You're looking at Less Wrong's discussion board. This includes all posts, including those that haven't been promoted to the front page yet. For more information, see About Less Wrong.

Lumifer comments on Should you write longer comments? (Statistical analysis of the relationship between comment length and ratings) - Less Wrong Discussion

11 Post author: cleonid 20 July 2015 02:09PM

You are viewing a comment permalink. View the original post to see all comments and the full post content.

Comments (47)

You are viewing a single comment's thread.

Comment author: Lumifer 20 July 2015 04:05:46PM *  7 points [-]

I think these plots would by much improved by adding error bars. In particular, I suspect that the number of short posts is greater than the number of long posts and so the average-karma estimates for long posts are more uncertain.

Also, did you bucketize the word counts? What do specific points on your plots correspond to?

Comment author: cleonid 20 July 2015 10:32:17PM 1 point [-]

Each point on the graph corresponds to an average of several hundred (about two thousand for the middle graph) data points. A number of short posts is indeed greater than the number of long posts, so the horizontal distance between the points on the graph increases with increasing number of characters.

Comment author: Lumifer 21 July 2015 01:30:12AM 3 points [-]

Any particular reason you did a plot this way instead of having a cloud of points and drawing some kind of regression line or curve through? You are unnecessarily losing information by aggregating into buckets.

Comment author: cleonid 21 July 2015 11:43:00AM 0 points [-]

True, but it is virtually impossible to see a meaningful pattern when you have thousands data points on the graph and R2<0.2.

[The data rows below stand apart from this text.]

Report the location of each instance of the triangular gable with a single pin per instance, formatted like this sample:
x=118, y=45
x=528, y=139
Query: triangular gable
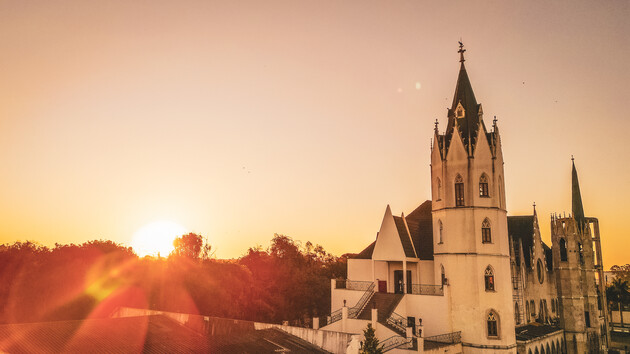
x=388, y=245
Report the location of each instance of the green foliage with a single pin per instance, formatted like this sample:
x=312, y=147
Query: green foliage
x=370, y=344
x=618, y=293
x=284, y=282
x=188, y=246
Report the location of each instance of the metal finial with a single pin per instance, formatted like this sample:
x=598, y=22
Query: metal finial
x=461, y=51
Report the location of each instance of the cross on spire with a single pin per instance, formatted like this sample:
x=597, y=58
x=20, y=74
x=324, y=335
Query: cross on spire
x=461, y=51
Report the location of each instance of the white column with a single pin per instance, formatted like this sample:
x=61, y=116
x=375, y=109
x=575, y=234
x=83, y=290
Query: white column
x=420, y=330
x=405, y=276
x=344, y=318
x=374, y=317
x=373, y=273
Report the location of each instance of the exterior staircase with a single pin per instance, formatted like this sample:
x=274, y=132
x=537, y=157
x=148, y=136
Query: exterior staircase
x=385, y=303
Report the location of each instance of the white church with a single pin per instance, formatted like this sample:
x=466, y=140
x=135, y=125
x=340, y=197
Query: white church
x=459, y=275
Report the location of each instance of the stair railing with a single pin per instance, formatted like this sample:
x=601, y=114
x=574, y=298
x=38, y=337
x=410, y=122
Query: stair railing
x=395, y=342
x=398, y=322
x=353, y=312
x=356, y=309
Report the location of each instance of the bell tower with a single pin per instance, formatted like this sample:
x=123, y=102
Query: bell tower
x=470, y=223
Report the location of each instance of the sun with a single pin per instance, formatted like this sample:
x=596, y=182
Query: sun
x=156, y=238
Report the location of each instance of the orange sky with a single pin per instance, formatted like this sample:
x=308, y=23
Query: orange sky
x=238, y=119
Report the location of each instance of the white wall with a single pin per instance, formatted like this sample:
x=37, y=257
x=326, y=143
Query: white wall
x=360, y=269
x=617, y=319
x=388, y=245
x=427, y=272
x=338, y=295
x=433, y=310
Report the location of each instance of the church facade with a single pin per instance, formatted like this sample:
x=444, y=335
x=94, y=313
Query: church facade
x=459, y=274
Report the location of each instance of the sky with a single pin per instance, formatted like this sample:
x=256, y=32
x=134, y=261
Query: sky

Comment author: Douglas_Knight 22 July 2015 05:28:45AM 0 points [-]

I disagree. I find point clouds useful, as long as they are not pure black. Kernel density plots are better, though.

But Lumifer gave you a concrete suggestion: plot a regression curve, not a bunch of buckets. Bucketing and drawing lines between points are kinds of smoothing, so you should instead use a good smoothing. Say, loess. Just use ggplot and trust its defaults. (not loess with this many points)

Comment author: Lumifer 21 July 2015 04:30:10PM 0 points [-]

Well, one question is if it's "impossible to see a meaningful pattern", should you melt-and-recast the data so that the pattern appears X-/

Another observation is that you are constrained by Excel. R can deal with such problems easily -- do you have the raw dataset available somewhere?